The SEC also proactively brings suits against misbehaving persons.

------
TaylorSwift
Here's one of the most recent take from Chairman Jay Clayton for ICOs not
following state and federal securities law:

applaud our fellow regulators in the United States and Canada who are
coordinating and participating in efforts to police fraud in the Initial Coin
Offering (ICO) markets. These state and provincial regulators play a critical
role in protecting Main Street investors.

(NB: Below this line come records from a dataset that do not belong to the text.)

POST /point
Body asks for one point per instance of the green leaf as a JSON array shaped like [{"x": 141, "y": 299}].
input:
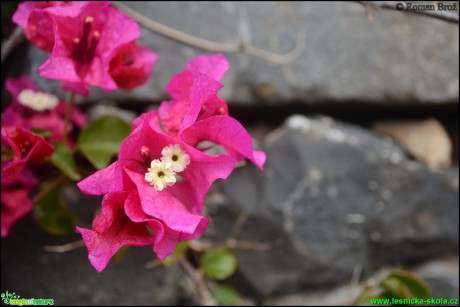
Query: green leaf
[
  {"x": 63, "y": 160},
  {"x": 398, "y": 285},
  {"x": 52, "y": 213},
  {"x": 218, "y": 264},
  {"x": 226, "y": 296},
  {"x": 43, "y": 132},
  {"x": 416, "y": 286},
  {"x": 101, "y": 139},
  {"x": 181, "y": 249}
]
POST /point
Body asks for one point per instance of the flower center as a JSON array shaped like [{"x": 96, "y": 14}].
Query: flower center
[
  {"x": 85, "y": 46},
  {"x": 37, "y": 101}
]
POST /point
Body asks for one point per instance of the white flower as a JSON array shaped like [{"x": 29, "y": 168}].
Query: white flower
[
  {"x": 175, "y": 158},
  {"x": 159, "y": 175},
  {"x": 37, "y": 101}
]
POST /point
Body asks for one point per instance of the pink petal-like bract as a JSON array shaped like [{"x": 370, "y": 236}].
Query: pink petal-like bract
[
  {"x": 15, "y": 204},
  {"x": 15, "y": 199},
  {"x": 172, "y": 211},
  {"x": 112, "y": 229},
  {"x": 87, "y": 37}
]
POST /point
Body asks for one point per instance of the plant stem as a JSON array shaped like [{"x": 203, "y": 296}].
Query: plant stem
[
  {"x": 49, "y": 188},
  {"x": 68, "y": 115}
]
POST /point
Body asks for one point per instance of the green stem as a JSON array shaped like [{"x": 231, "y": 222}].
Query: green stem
[
  {"x": 49, "y": 188},
  {"x": 68, "y": 115}
]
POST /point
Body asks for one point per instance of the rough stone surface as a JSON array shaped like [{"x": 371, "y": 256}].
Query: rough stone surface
[
  {"x": 341, "y": 200},
  {"x": 427, "y": 140},
  {"x": 346, "y": 57},
  {"x": 69, "y": 278}
]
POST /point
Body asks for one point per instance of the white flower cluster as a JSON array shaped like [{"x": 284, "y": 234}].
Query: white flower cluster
[{"x": 162, "y": 173}]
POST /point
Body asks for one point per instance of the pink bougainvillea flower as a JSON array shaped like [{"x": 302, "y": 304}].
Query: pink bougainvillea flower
[
  {"x": 26, "y": 147},
  {"x": 172, "y": 207},
  {"x": 36, "y": 24},
  {"x": 132, "y": 65},
  {"x": 196, "y": 113},
  {"x": 35, "y": 109},
  {"x": 15, "y": 199},
  {"x": 86, "y": 38}
]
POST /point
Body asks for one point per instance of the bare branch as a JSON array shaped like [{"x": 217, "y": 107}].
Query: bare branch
[
  {"x": 402, "y": 7},
  {"x": 205, "y": 297},
  {"x": 64, "y": 248},
  {"x": 11, "y": 42},
  {"x": 212, "y": 45}
]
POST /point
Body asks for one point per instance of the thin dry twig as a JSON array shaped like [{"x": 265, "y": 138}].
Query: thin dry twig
[
  {"x": 212, "y": 45},
  {"x": 204, "y": 295},
  {"x": 64, "y": 248},
  {"x": 392, "y": 5},
  {"x": 11, "y": 42}
]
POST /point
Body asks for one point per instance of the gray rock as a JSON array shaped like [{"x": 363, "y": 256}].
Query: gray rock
[
  {"x": 342, "y": 201},
  {"x": 69, "y": 279},
  {"x": 397, "y": 58}
]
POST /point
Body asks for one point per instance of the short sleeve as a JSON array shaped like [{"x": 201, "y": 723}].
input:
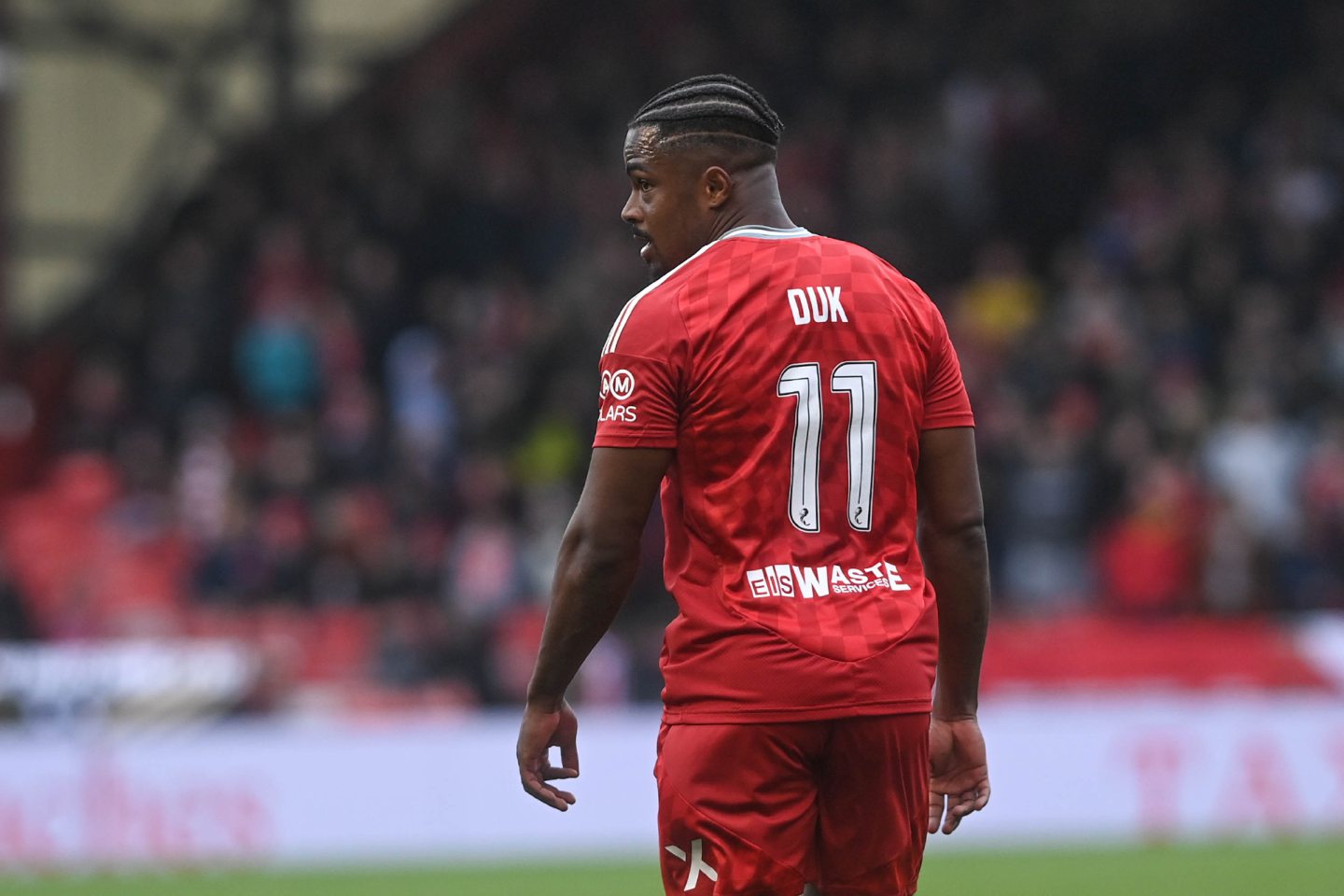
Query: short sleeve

When investors are offered and sold securities, whether through traditional
channels or through an ICO on a sales-oriented website, state and federal
securities laws apply. These laws have applied to our securities markets for
over 80 years. At their core, these laws require full and fair disclosures of
material information about both the securities and the venture being funded.
Unfortunately, some market participants seem to believe that the use of new
technology provides a basis for ignoring the core principles of our securities
laws. In the United States, we have built a $19 trillion dollar economy by
facilitating investments in our public and private capital markets through our
disclosure-based approach to regulation. Certainly there are improvements that
can be made to our regulatory system. There always are and we are pursuing
various initiatives to increase efficiency and enhance investor protection.
But there is absolutely no case for abandoning our core principles. I know
NASAA shares this view.

source: [https://www.sec.gov/news/public-statement/statement-
nasaas-a...](https://www.sec.gov/news/public-statement/statement-nasaas-
announcement-enforcement-sweep-targeting-fraudulent-icos-and)